Essential Elements Every Restaurant Website Needs
Your website is your digital front door. This guide covers the must-have elements that turn website visitors into diners, plus SEO considerations specific to restaurants.
Prioritize the essential information
Above the fold on every page: restaurant name, cuisine type, location, hours, and a clear 'Reserve' or 'Order' button. 80% of restaurant website visitors want one of three things: the menu, the hours, or a way to make a reservation. Make all three accessible within one click from the homepage.
Make your menu accessible and current
Post your current menu as HTML text (not just a PDF). PDF menus aren't readable by search engines and are difficult to navigate on mobile. Include prices. Update the menu whenever it changes. Consider adding allergen information and dietary labels (GF, V, VG). Your menu is the most viewed page on your website.
Optimize for mobile first
60-70% of restaurant website traffic comes from mobile devices — often from people searching 'restaurants near me' on their phones. Your site must load in under 3 seconds on mobile, have tap-friendly buttons, and display critical information without scrolling. Test on actual mobile devices, not just desktop browser simulations.
Add high-quality photography
Use professional photos of your dishes, interior, and team. Avoid stock photography — diners can tell the difference. Optimize image file sizes for fast loading (under 200KB for web). Include alt text on every image for accessibility and SEO. A gallery page showcasing your best photos is valuable for both visitors and journalists.
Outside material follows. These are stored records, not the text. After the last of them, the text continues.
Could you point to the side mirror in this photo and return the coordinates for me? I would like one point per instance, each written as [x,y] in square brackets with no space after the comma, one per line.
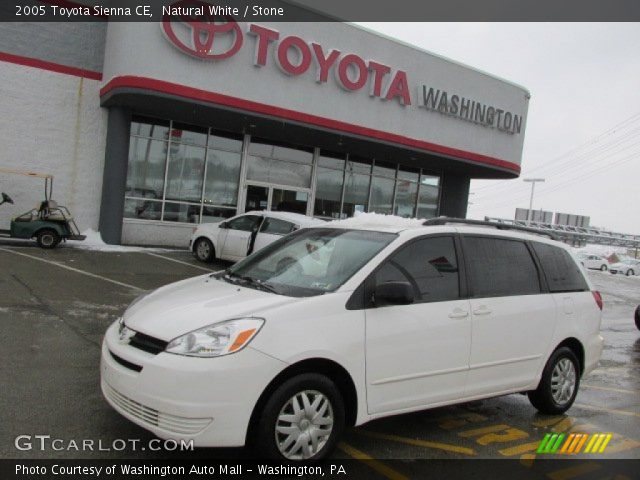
[394,293]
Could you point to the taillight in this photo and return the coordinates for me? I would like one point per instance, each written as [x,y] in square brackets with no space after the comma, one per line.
[598,298]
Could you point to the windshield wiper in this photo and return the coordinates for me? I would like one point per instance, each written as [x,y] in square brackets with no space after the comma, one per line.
[258,284]
[249,281]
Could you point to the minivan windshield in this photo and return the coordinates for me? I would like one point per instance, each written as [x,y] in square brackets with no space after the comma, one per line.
[308,262]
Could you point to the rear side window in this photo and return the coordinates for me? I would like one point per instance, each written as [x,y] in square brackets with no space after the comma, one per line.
[561,272]
[275,226]
[429,265]
[500,267]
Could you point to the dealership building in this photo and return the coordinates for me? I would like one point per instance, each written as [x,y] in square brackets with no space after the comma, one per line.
[152,127]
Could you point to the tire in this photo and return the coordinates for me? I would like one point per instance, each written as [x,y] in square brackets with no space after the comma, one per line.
[563,367]
[294,423]
[48,238]
[203,250]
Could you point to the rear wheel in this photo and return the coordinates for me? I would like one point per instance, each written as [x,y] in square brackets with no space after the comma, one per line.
[47,238]
[203,250]
[559,384]
[302,420]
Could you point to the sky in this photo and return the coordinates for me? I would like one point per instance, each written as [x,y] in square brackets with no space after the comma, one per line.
[583,125]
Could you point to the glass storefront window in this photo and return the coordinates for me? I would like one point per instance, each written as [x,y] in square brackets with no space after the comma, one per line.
[428,197]
[223,176]
[328,193]
[181,212]
[289,201]
[185,173]
[328,161]
[406,196]
[381,195]
[188,134]
[356,193]
[358,165]
[216,214]
[271,170]
[384,170]
[145,172]
[224,141]
[142,209]
[144,127]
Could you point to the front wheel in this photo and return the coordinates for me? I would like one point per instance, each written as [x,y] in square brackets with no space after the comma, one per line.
[47,238]
[302,420]
[203,250]
[559,384]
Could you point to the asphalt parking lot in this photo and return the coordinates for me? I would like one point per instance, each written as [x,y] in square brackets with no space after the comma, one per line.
[55,306]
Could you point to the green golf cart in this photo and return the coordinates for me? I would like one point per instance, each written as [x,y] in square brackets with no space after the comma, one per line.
[49,223]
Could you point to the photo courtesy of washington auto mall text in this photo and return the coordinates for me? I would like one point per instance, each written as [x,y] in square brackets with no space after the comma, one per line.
[331,239]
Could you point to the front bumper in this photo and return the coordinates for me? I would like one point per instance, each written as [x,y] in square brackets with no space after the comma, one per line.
[207,400]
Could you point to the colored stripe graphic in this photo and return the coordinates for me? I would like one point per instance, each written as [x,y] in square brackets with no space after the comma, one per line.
[550,443]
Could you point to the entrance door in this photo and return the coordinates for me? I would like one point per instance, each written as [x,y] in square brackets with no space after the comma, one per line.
[277,199]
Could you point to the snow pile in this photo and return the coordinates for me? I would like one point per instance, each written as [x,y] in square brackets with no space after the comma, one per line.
[94,242]
[377,220]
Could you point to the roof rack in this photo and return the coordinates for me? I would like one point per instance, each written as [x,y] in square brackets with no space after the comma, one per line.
[499,226]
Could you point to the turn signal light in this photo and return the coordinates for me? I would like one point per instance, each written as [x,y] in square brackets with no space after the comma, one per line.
[598,298]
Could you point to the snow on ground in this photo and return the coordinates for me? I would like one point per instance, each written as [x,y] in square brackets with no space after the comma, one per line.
[372,220]
[94,242]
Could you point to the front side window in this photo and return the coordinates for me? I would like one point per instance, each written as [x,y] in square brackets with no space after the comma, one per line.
[500,267]
[430,265]
[246,223]
[561,272]
[275,226]
[310,261]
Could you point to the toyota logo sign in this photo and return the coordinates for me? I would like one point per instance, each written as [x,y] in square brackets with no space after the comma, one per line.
[203,36]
Integrate reservation and ordering
Embed your reservation system (OpenTable, Resy, Tock) directly into your website rather than linking to an external page. Every additional click between 'I want to eat here' and 'reservation confirmed' loses potential diners. For takeout/delivery, integrate ordering as seamlessly as possible.
Add structured data markup
Implement Restaurant schema markup so Google can display rich results (hours, price range, cuisine, rating) directly in search results. Add LocalBusiness markup with your NAP (name, address, phone). Add Menu markup if supported. This technical step significantly improves how your restaurant appears in search results.
Pro Tips
- Include a dedicated 'Press' or 'Media' page with downloadable images and press kit
- Add Google Analytics and track which pages visitors view most
- Include your full address with a Google Maps embed — not just a city name
- Add private dining and event inquiry forms to capture leads
Frequently Asked Questions
Do I need a custom website or is a template okay?
Templates work well for most restaurants. Platforms like Squarespace, BentoBox, and Popmenu offer restaurant-specific templates that are mobile-optimized and SEO-friendly. A custom website makes sense for high-end concepts where the website is an extension of the brand experience. Budget $200-500/month for a template platform or $5,000-15,000 for custom.
How important is a blog for a restaurant website?
A blog improves SEO by adding fresh, keyword-rich content. But only start a blog if you can commit to posting 2-4 times per month. An abandoned blog with a last post from 18 months ago looks worse than no blog at all. If you can't maintain a blog, focus your content energy on social media instead.